Le marais de Bourges, hier et aujourd’hui
Emmanuel Bajard
Les marais de Bourges (Cher) constituent une forme particulière d’agriculture devenue urbaine par intégration à la ville au fil du temps. Parmi ceux-ci, les marais de l’Yèvre et de la Voiselle représentent une enclave de 135 hectares à quelques centaines de mètres de la cathédrale. Cette zone, aujourd’hui quelque peu sanctuarisée (zonage du PLU et classement Monuments et Sites naturels), se situe au carrefour d’enjeux multiples.
Une agriculture urbaine inscrite dans l’Histoire
Les premières opérations de drainage des marécages qui encerclaient la ville antique datent probablement du VIIIe siècle. Principalement utilisés comme pacages communaux, ils sont vendus en 1640 aux ordres religieux et aux habitants fortunés pour financer un impôt de guerre, puis loués à des particuliers qui développent une activité commerciale maraîchère et piscicole. À la Révolution, les locataires deviennent propriétaires. La parcellisation s’intensifie et une part des surfaces est destinée au jardinage vivrier à proximité des quartiers ouvriers. Le maraîchage commercial décline dès le début du XXe siècle pour s’éteindre dans les années 1970. La construction d’équipements publics aura raison de la plupart des marais cultivés. Seuls les marais classés en 2003 ont conservé une surface significative.

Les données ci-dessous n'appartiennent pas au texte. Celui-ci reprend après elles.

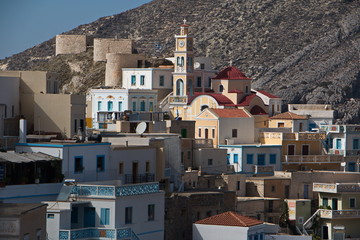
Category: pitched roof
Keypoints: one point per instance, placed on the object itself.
(231, 73)
(289, 116)
(230, 113)
(267, 94)
(220, 98)
(230, 219)
(245, 101)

Entre protection et multiplicité des usages
Le principal enjeu, aujourd’hui, par rapport à la conservation de ces marais, est leur pérennité en tant que système agraire spécifique lié à l’eau. Les nouveaux usagers, tournés vers le loisir, assument plus difficilement l’entretien traditionnel des coulants (les canaux). Les marais sont ainsi menacés par les friches et le comblement. Les échanges sociaux s’intensifient en termes d’apprentissage maraîcher et de découverte naturaliste. La valorisation touristique est également au centre des réflexions.
La question de la gouvernance s’avère essentielle et suscite de nombreux débats. Ainsi, on s’interroge sur l’opportunité de créer une ASA (association syndicale autorisée). D’autres s’établissent au sujet du bassin-versant (envasement et pollution exogènes, espèces invasives…). Associations de maraîchers et pouvoirs publics ont instauré des mesures concrètes de protection : classement en site naturel, charte des usagers, entretien des coulants par déclaration d’intérêt général, alors même que cette volonté commune émane d’approches parfois contradictoires entre sauvegarde du patrimoine « métiers » (maraîchage, moulins, navigabilité…) et du patrimoine culturel, paysager ou naturaliste.

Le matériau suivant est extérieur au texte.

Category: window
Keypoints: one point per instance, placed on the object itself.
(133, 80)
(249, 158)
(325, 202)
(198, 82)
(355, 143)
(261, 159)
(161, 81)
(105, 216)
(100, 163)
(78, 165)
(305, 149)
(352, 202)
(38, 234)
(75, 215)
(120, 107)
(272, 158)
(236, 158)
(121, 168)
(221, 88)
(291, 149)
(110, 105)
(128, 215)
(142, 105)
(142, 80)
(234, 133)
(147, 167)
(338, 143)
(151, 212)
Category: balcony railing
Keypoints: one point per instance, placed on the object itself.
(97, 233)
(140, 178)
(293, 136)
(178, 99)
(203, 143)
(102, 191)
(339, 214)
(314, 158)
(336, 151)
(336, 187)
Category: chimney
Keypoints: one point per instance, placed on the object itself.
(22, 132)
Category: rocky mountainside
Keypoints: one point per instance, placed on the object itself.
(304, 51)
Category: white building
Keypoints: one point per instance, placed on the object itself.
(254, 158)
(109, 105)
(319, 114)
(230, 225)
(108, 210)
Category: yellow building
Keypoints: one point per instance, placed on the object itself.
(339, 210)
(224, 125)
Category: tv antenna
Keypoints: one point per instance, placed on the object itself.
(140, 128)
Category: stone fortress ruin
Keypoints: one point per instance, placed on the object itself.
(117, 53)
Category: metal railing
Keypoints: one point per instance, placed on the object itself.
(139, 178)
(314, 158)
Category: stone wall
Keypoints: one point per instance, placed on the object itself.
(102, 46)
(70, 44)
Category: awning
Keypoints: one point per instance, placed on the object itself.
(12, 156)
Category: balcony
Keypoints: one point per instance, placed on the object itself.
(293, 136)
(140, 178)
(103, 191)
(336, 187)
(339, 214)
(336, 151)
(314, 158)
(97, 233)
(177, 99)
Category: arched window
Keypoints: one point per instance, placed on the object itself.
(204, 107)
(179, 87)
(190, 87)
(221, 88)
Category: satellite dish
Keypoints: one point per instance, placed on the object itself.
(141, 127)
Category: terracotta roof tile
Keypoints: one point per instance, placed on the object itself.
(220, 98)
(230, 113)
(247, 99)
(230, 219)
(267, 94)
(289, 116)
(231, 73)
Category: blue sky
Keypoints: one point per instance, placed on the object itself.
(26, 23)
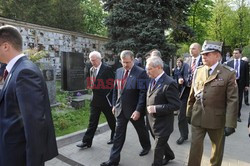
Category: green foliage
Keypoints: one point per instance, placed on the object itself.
(27, 10)
(183, 48)
(67, 14)
(93, 18)
(34, 55)
(246, 51)
(75, 15)
(140, 25)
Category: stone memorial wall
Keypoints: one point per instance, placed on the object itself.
(56, 41)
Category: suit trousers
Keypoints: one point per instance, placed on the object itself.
(120, 135)
(240, 92)
(182, 120)
(217, 139)
(95, 112)
(246, 96)
(162, 149)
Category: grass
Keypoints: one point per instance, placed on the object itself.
(67, 119)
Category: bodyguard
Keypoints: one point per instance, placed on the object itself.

Si les marais de Bourges représentent un intérêt collectif qui dépasse le statut maraîcher, ils constituent une réponse possible à la demande sociale de qualité alimentaire et de proximité tant vivrière que commerciale. Quelle politique publique serait aujourd’hui en capacité de créer un tel espace en coeur de ville ? À chacun de savoir le protéger et le valoriser.